The soloist in Rachmaninov’s 3rd Piano Concerto will be the renowned Ukrainian virtuoso, Valentina Lisitsa.
The concert opens with the Suite from Tchaikovsky’s The Sleeping Beauty ballet. From its powerfully stated opening to the full symphonic mode of the concluding waltz [a movement which would have made its composer famous had he written only this] the Suite is unashamedly Romantic, and we will no doubt simply marvel, as ever, at Tchaikovsky’s overwhelmingly seductive melodies and his seemingly endless ability to create music of such spellbinding power.
Tchaikovsky actually came to receive an honorary degree at Cambridge in 1893, marking the 50th anniversary of The Cambridge University Musical Society (‘CUMS’). A photograph exists of him in his robes in Market Hill during a visit which saw him entertained at King’s College, go to the Fitzwilliam Museum and conduct his own Francesca da Rimini at The Guildhall.
Imagine the stir this would cause today, perhaps letting one’s imagination wander to envisage the queues round the block for tickets!
Rachmaninov’s 3rd Piano Concerto has the reputation of being the classical pianist’s Waterloo. Although some maintain that there are other concertos equally challenging, Rachmaninov’s fellow countryman, friend and confidant Vladimir Horowitz held the opinion that this was of all, in fact, the most difficult to play.
And, as perhaps the greatest pianist of the twentieth century who effectively ‘owned’ the piece, he was in a position to know. Rachmaninov, a member of the audience at Horowitz’s performance at The Hollywood Bowl in 1942 mounted the stage and declared: ‘This was the way I have always dreamed my concerto should be played, but I never expected to hear it that way on Earth.’
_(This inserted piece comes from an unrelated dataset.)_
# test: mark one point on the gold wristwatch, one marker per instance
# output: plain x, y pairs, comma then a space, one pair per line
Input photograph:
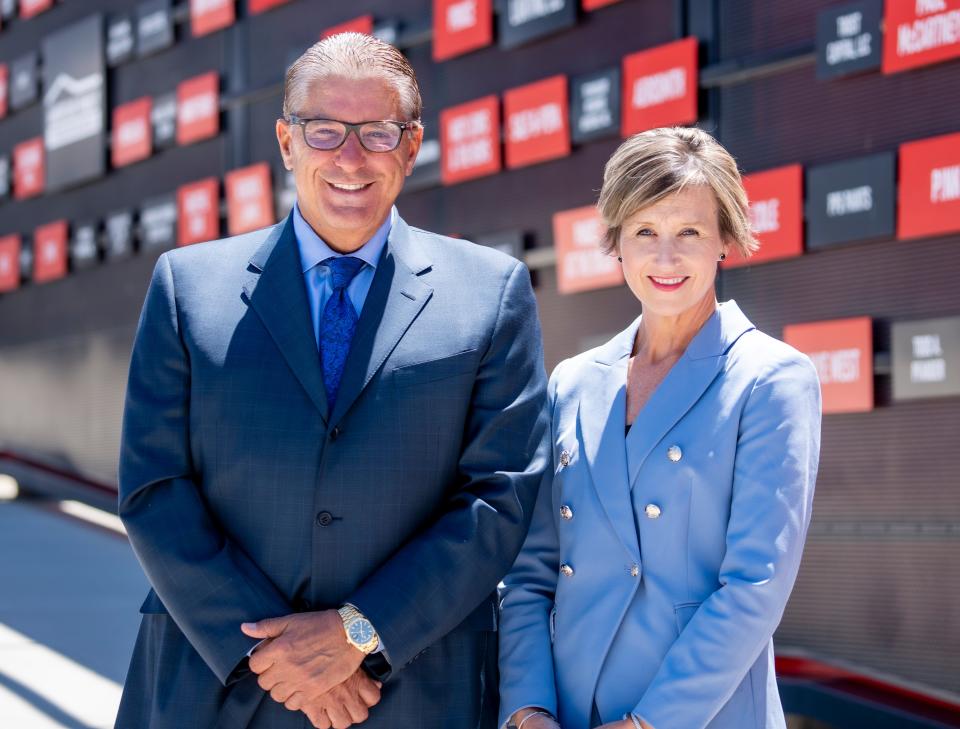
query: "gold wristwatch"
359, 630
A hard act to follow, therefore. But Valentina Lisitsa’s formidable reputation precedes her, and we eagerly anticipate that feeling of excitement a great pianist can generate, as well as being able to appreciate anew the composition’s beauty in her interpretation of it.
The evening will conclude with a performance of Tchaikovsky’s 4th Symphony whose theme is broadly the circumscription of human happiness by the darkness of circumstance.
The opening brass fanfare recalls the first four notes of Beethoven’s 5th Symphony [‘Thus Fate knocks at the door’ in the words of its composer], the massive range of the lengthy first movement being every bit a match for it.
A succession of Russian folk melodies leads to the spirited finale whose explosive opening is enough to make audiences almost jump out of their seats. The troubling theme announced by the initial fanfare recurs once more in this movement, but this time only to be replaced by the joyful assertiveness with which the symphony comes to a conclusion.
We can expect that The Russian State Philharmonic will stamp its authoritative mark on this, as on the two preceding works, in an exciting concert on no account to be missed.